Albus had barely even made it into the room by the time she fixed it, but when he tried to turn the doorknob to let them out again, there wasn't one.
"Maybe we have to put it up?" He guessed after he announced this news.
"How? The floor is going to be rather hard to put pegs through." Lien asked. Sam nodded in agreement, while the others looked baffled.
"You put your tents up by hand?" James asked, looking horrified. "Please tell me no-one else does that." Sam raised a hand.
"I've never been camping." Scorpius said. Jayna nodded lightly in agreement.
"But you've been to the Quidditch World Cup before!" Scorpius shrugged.
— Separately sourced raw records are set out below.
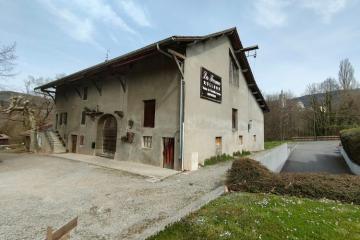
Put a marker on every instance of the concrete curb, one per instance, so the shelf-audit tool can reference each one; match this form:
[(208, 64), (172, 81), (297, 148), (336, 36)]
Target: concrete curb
[(354, 168), (196, 205)]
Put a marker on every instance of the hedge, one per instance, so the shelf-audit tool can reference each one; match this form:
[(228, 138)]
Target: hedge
[(350, 139), (250, 176)]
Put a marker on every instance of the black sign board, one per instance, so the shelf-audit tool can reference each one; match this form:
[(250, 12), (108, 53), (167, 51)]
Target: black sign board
[(210, 86)]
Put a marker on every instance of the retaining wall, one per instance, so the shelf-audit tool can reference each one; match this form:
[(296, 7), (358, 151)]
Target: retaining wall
[(274, 159), (354, 168)]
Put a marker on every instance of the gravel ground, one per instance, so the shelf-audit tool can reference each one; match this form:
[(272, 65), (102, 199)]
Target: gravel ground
[(39, 191)]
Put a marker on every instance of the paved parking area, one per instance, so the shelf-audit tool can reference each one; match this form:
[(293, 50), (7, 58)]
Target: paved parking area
[(320, 156), (39, 191)]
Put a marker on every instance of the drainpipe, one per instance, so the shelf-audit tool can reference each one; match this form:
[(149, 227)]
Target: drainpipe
[(181, 120), (181, 111)]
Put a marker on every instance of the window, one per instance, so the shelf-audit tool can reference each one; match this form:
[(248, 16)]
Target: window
[(233, 71), (218, 145), (149, 113), (234, 119), (147, 141), (65, 118), (85, 93), (83, 118)]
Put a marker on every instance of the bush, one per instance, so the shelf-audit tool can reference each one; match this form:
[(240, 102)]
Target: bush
[(350, 139), (216, 159), (250, 176)]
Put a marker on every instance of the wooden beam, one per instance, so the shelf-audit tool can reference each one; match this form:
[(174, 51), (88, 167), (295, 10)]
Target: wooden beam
[(58, 234), (97, 86), (180, 66), (77, 91), (177, 54), (123, 83), (255, 47)]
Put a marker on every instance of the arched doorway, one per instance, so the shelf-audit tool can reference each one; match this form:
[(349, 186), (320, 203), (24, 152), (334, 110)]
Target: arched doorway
[(107, 134)]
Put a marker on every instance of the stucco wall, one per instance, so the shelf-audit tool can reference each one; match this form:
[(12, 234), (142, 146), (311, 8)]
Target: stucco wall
[(205, 120), (156, 78), (273, 159)]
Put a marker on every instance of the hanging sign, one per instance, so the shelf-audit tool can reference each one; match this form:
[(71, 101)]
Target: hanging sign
[(210, 86)]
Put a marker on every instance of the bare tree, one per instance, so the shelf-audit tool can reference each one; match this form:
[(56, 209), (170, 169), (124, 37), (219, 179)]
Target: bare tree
[(346, 75), (7, 60)]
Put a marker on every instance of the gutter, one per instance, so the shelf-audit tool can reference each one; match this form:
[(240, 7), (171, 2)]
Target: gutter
[(180, 65)]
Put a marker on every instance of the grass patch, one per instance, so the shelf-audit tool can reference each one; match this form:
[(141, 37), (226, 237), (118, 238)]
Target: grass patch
[(261, 216), (225, 157), (250, 176), (272, 144)]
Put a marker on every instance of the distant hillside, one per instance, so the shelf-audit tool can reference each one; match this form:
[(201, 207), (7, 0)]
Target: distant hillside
[(336, 95), (6, 95)]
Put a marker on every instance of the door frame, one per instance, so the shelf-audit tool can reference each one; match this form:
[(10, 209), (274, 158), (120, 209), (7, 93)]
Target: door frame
[(168, 152), (74, 143)]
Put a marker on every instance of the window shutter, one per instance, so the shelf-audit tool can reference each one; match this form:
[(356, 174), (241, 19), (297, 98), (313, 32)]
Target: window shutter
[(149, 113)]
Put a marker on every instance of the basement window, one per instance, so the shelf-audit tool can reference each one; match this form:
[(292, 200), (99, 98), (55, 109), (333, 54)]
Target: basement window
[(65, 118), (147, 141), (83, 118), (234, 119), (85, 93), (233, 70), (218, 146), (149, 113), (60, 122)]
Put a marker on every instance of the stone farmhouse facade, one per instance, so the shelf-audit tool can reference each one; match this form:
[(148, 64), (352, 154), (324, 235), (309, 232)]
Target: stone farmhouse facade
[(171, 104)]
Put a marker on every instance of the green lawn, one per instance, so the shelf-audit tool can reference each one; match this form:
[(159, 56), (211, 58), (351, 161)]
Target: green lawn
[(259, 216), (272, 144)]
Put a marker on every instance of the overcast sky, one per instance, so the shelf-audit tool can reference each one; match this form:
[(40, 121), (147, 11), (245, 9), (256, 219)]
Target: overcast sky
[(301, 41)]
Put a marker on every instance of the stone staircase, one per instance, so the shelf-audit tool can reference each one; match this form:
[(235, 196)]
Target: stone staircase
[(56, 142)]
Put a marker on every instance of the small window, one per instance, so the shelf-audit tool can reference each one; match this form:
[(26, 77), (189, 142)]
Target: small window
[(149, 113), (147, 141), (65, 118), (85, 93), (61, 118), (218, 145), (83, 118), (234, 119), (233, 70)]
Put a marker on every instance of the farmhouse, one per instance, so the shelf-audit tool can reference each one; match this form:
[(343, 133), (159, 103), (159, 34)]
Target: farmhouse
[(171, 104)]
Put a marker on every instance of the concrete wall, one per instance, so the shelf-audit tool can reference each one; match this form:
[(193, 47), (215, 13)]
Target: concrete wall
[(205, 120), (273, 159), (156, 78), (354, 168)]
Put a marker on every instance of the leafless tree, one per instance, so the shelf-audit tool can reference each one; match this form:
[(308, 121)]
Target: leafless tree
[(7, 60), (346, 75)]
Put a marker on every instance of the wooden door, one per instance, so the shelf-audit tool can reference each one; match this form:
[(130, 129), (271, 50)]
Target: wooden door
[(73, 143), (168, 152), (109, 135)]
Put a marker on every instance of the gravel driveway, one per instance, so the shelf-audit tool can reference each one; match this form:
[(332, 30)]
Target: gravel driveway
[(320, 156), (40, 191)]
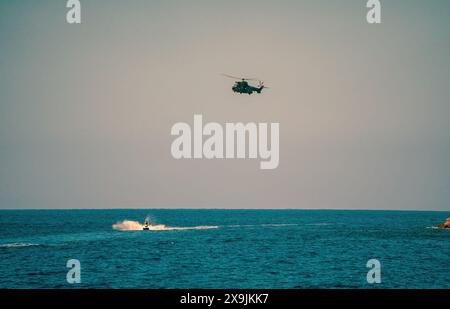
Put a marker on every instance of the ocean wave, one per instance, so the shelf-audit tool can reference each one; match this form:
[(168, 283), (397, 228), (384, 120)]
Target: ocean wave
[(127, 225), (18, 245)]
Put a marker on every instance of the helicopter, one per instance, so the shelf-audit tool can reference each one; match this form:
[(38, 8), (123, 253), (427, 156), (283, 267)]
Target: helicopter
[(242, 86)]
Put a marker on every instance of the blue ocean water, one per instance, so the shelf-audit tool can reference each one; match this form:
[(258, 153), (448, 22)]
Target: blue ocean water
[(240, 249)]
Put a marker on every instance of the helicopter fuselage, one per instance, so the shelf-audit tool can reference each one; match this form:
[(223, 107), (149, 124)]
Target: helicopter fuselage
[(243, 87)]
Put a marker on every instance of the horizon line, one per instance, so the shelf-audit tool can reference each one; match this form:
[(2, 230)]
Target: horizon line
[(322, 209)]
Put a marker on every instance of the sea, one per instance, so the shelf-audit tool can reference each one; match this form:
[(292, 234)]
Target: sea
[(223, 249)]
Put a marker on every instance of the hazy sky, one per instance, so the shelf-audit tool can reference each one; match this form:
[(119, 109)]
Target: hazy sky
[(86, 110)]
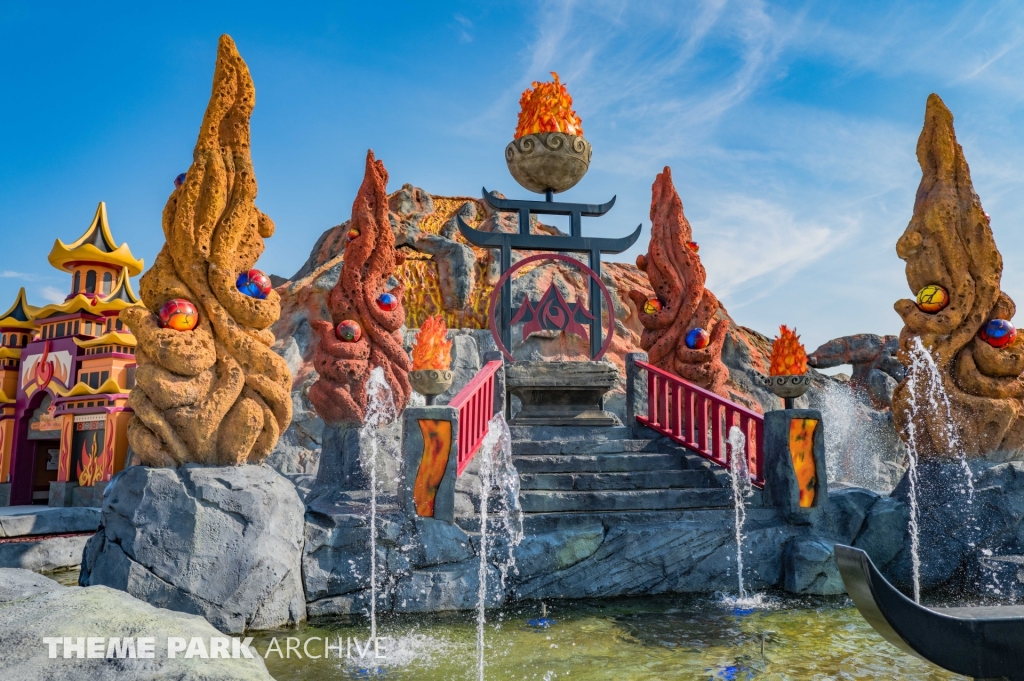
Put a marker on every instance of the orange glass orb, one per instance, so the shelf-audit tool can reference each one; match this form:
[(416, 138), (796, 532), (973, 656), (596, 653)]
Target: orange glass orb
[(179, 314), (932, 298), (652, 305), (697, 339)]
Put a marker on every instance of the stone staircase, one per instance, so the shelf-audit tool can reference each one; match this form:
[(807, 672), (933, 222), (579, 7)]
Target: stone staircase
[(599, 470)]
"We apparated home in the evening."
"Anywho; who's doing the spell?" Sam asked. "Because there's no way we can put it up by ourselves."
"Erecto!" Lydjah said, in a bored tone. The tent flew up and stayed there, the doorknob thankfully reappearing next to Albus' hand. There was a moment of pleased silence, broken by Jayna's quiet sniggers. They turned to her in shock; it was the most emotion she'd shown in the past week.
"I'm sorry but 'erecto'?" She said finally. Lydjah and James joined in her giggling.
"You dirty minded idiot." James snorted. The rest of them finally caught on, and relieved wry smiles and a few more sniggers made the heavy cloud over their friendship finally dissipate.